We show both the prompt and the generated output so viewers can understand what the model learned.
"""
from transformers import AutoModelForCausalLM, AutoTokenizer
import torch

# Load the fine-tuned model (if reloading)
checkpoint = "./smollm2_full_ft_model"
tokenizer = AutoTokenizer.from_pretrained(checkpoint)
model = AutoModelForCausalLM.from_pretrained(checkpoint).to("cuda")

# Example prompts – you can adjust based on chat or code task
prompts = [
    "### Instruction:\nExplain the concept of recursion in programming.\n### Input:\n\n### Response:\n",
    "### Instruction:\nWrite a Python function that computes the factorial of a number.\n### Input:\n\n### Response:\n"
]

for prompt in prompts:
    inputs = tokenizer(prompt, return_tensors="pt").to("cuda")
    # Generate output
    outputs = model.generate(
        **inputs,
        max_new_tokens=100,
        temperature=0.7,
        top_p=0.9,
        do_sample=True
    )
    text = tokenizer.decode(outputs[0], skip_special_tokens=True)
    print("Prompt:\n", prompt)
    print("Generated output:\n", text)
    print("\n" + "="*60 + "\n")


Prompt:
 ### Instruction:
Explain the concept of recursion in programming.
### Input:

### Response:

Generated output:
 ### Instruction:
Explain the concept of recursion in programming.
### Input:

### Response:

Recursion is the process of performing an operation repeatedly by using the same instruction.

For example,
Recursion is:

```python
def recursive_function():
    a = 1
    while a <= 10:
        print(a)
        a = a + 1
```

### Explanation:

Recursion is a way of solving a problem by using the same instruction repeatedly.
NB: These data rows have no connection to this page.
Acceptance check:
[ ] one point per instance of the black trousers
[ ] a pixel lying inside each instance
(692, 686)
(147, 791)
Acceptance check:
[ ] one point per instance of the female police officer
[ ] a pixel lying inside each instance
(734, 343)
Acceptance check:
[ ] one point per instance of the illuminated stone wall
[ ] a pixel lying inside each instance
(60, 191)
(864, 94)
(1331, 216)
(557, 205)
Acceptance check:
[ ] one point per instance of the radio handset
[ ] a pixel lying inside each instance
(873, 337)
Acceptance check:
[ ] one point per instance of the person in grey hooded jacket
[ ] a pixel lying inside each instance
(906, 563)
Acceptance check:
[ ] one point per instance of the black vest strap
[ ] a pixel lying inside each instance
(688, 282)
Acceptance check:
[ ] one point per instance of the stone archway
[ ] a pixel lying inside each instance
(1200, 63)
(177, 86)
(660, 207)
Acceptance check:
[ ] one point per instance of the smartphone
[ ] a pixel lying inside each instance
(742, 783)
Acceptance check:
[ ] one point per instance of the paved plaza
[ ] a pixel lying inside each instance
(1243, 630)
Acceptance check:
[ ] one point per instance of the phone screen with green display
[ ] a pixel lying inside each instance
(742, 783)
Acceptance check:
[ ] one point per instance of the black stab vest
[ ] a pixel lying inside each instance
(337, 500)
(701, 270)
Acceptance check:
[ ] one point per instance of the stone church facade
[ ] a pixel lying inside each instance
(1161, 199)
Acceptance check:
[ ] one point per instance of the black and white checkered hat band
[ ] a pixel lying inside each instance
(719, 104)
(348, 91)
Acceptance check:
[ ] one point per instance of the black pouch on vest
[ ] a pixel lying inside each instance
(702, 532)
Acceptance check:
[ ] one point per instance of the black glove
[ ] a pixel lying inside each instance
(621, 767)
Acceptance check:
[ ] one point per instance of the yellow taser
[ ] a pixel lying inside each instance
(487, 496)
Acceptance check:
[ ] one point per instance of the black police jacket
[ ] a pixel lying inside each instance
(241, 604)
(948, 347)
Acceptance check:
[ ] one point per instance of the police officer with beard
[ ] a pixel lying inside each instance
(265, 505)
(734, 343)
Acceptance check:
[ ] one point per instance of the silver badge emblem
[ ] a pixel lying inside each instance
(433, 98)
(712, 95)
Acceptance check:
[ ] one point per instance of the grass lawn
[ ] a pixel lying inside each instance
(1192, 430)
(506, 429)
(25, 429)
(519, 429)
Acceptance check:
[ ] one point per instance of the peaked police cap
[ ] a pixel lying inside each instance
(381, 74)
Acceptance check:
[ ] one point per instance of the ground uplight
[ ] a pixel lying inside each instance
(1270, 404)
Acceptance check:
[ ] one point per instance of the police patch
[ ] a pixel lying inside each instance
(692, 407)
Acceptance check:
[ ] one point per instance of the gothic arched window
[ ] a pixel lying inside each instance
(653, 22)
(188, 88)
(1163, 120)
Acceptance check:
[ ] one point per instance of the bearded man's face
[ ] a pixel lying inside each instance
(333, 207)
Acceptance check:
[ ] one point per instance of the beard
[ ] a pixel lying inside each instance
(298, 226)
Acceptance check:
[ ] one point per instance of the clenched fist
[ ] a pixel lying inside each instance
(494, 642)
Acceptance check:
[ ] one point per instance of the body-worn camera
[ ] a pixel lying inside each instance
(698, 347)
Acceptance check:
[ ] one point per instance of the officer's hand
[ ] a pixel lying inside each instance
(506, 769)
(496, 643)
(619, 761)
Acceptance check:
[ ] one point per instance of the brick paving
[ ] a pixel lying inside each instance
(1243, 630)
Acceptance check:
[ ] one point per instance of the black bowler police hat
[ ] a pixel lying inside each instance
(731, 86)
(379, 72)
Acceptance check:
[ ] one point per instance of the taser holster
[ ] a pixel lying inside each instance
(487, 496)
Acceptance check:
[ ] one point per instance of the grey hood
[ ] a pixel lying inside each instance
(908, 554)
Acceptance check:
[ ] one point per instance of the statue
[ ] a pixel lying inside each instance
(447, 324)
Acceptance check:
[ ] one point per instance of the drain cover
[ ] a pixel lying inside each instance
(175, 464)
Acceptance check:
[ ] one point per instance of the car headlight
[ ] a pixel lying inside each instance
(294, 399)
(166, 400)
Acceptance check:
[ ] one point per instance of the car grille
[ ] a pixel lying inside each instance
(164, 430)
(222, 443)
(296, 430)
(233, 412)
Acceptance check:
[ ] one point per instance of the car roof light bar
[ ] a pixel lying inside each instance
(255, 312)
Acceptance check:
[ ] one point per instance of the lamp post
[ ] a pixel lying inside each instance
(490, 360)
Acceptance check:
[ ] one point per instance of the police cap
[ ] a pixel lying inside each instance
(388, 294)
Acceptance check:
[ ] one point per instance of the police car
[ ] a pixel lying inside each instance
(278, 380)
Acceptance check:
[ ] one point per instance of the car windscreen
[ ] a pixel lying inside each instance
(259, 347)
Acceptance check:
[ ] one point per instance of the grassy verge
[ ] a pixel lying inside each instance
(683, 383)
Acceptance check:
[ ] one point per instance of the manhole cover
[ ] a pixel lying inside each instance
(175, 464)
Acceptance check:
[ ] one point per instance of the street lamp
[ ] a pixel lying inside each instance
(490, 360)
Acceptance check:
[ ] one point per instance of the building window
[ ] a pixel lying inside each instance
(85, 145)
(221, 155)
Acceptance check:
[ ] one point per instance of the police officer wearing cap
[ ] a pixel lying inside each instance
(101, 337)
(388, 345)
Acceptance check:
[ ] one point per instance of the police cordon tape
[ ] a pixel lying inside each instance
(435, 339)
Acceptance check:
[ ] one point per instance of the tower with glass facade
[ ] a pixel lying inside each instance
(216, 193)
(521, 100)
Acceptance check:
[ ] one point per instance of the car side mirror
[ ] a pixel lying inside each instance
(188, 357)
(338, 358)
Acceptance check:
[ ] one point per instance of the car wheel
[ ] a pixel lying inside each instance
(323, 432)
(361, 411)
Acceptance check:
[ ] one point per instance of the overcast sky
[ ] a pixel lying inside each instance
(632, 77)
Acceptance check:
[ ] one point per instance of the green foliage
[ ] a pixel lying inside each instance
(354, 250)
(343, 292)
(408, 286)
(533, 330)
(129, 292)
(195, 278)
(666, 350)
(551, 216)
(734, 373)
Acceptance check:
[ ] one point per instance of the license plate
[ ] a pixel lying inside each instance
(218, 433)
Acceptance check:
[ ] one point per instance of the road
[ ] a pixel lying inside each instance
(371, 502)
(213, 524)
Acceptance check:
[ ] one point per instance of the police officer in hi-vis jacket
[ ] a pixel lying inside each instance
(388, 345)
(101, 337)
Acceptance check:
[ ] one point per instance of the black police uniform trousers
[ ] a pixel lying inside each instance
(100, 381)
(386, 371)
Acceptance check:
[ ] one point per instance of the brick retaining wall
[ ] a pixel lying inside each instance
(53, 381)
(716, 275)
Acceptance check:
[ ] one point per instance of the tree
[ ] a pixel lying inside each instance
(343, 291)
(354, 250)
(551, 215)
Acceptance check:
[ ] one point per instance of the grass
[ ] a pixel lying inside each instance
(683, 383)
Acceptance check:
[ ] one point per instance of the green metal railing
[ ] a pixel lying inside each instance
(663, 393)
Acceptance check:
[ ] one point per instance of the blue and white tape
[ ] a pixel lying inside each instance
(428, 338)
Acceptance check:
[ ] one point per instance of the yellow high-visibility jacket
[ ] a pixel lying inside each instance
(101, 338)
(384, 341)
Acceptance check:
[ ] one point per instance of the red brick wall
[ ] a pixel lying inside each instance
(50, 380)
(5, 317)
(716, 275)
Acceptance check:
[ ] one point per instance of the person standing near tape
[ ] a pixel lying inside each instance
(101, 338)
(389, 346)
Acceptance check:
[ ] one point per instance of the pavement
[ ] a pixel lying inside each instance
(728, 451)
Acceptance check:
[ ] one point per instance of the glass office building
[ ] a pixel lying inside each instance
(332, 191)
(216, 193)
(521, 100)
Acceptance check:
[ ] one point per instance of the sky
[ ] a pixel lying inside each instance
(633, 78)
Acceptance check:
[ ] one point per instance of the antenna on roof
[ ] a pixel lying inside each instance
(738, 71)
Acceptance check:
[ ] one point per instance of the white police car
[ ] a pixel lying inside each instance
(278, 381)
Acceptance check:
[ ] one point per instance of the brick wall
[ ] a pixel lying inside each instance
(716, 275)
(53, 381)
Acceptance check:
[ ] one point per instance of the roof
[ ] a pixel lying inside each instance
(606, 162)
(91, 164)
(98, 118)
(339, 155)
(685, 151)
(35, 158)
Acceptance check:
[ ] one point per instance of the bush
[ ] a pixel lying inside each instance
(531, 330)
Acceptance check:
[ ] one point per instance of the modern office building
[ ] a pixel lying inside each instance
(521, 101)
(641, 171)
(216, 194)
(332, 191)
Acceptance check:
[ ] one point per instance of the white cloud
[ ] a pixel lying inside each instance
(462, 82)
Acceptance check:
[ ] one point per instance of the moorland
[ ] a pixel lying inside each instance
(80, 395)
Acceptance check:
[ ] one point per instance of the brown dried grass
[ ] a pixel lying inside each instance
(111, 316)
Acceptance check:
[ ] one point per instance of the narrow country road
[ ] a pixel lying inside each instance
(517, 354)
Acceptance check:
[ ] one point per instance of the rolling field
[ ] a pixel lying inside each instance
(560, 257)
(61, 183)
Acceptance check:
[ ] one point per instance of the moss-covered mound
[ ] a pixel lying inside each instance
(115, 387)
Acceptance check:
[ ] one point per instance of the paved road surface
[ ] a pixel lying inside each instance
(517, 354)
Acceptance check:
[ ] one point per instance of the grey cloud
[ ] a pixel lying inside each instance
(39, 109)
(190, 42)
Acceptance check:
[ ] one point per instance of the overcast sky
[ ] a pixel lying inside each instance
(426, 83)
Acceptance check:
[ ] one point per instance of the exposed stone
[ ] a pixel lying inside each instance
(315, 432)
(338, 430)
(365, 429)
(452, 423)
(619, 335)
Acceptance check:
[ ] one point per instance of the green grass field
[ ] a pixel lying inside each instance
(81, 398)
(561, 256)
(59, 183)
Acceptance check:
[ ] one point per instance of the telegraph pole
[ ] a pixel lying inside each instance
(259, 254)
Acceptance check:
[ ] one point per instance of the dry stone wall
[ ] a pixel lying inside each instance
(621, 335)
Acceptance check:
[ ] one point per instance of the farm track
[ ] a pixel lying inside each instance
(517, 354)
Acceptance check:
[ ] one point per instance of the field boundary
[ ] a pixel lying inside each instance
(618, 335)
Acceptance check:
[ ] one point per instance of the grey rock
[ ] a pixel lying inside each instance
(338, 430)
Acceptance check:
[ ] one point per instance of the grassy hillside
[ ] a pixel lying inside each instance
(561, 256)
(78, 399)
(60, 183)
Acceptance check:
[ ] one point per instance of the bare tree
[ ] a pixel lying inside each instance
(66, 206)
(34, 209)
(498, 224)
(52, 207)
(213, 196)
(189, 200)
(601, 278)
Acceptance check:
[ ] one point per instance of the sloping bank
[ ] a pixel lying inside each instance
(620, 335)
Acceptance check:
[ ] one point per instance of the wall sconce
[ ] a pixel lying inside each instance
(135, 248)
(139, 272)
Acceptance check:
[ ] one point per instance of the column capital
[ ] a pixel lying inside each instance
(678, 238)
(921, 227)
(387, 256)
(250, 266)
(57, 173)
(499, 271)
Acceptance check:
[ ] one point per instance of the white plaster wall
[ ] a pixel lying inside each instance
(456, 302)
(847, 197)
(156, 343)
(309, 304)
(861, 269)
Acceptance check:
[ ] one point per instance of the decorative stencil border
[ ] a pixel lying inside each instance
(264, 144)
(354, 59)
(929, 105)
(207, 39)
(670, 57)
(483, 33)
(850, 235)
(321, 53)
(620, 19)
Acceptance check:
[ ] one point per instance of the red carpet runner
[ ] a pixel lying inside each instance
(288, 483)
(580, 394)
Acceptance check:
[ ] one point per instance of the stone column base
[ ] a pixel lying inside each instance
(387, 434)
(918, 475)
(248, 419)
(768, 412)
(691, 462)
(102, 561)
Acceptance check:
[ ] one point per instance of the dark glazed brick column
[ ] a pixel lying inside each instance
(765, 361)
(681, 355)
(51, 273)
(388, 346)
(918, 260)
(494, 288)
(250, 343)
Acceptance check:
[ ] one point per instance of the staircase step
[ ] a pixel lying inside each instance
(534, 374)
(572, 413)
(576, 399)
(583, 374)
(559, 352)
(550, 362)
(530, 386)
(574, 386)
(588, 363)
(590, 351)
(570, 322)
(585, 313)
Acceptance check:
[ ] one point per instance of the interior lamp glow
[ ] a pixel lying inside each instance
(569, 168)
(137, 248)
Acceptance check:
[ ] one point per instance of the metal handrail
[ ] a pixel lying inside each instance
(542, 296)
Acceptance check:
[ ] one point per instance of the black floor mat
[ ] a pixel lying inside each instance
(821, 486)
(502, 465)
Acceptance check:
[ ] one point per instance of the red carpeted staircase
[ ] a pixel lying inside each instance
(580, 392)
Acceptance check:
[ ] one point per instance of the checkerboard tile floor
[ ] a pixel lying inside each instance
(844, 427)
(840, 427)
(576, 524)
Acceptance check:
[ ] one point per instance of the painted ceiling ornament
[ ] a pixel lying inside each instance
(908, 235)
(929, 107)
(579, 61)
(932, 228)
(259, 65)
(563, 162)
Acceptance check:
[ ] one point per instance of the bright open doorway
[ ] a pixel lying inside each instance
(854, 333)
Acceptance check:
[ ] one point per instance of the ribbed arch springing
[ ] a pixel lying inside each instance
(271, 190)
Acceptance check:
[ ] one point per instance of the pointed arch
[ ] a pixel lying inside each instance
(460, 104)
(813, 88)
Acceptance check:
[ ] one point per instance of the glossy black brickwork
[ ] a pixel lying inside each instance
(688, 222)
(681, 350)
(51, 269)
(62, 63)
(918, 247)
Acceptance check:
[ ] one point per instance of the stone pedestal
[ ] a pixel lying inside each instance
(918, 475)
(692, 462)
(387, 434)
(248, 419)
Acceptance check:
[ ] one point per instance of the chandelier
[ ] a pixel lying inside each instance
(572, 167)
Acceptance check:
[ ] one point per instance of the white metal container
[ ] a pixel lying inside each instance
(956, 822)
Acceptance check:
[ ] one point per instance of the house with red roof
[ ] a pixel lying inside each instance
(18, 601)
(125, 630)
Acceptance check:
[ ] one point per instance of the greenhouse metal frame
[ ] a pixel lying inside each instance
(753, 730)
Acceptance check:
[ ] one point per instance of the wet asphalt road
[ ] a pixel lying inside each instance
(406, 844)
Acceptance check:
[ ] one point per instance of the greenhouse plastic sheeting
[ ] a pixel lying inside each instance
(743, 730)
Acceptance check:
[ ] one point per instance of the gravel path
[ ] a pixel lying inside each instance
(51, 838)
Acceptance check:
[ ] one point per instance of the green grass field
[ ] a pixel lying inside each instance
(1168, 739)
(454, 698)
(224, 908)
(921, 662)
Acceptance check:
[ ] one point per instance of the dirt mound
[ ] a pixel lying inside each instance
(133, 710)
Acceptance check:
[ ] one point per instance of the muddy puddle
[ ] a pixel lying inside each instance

It is a way of solving a problem that does


Prompt:
 ### Instruction:
Write a Python function that computes the factorial of a number.
### Input:

### Response:

Generated output:
 ### Instruction:
Write a Python function that computes the factorial of a number.
### Input:

### Response:

### Example:

```python
def factorial(n):
    if n == 0:
        return 1
    else:
        return n * factorial(n-1)
```

### Exercise:

Write a Python function that 

In [17]:
"""
Cell 10: Summary & Next Steps.
In this cell we recap what was achieved in this notebook: full fine-tuning of SmolLM2-135M,
key results (loss curve), and outline the next steps (LoRA fine-tuning, RL, etc.).
This helps the viewer understand where we move from here.
"""
print(" Full fine-tuning completed for SmolLM2-135M.")
print(" Training loss dropped significantly — refer to the plotted curve for details.")



 Full fine-tuning completed for SmolLM2-135M.
 Training loss dropped significantly — refer to the plotted curve for details.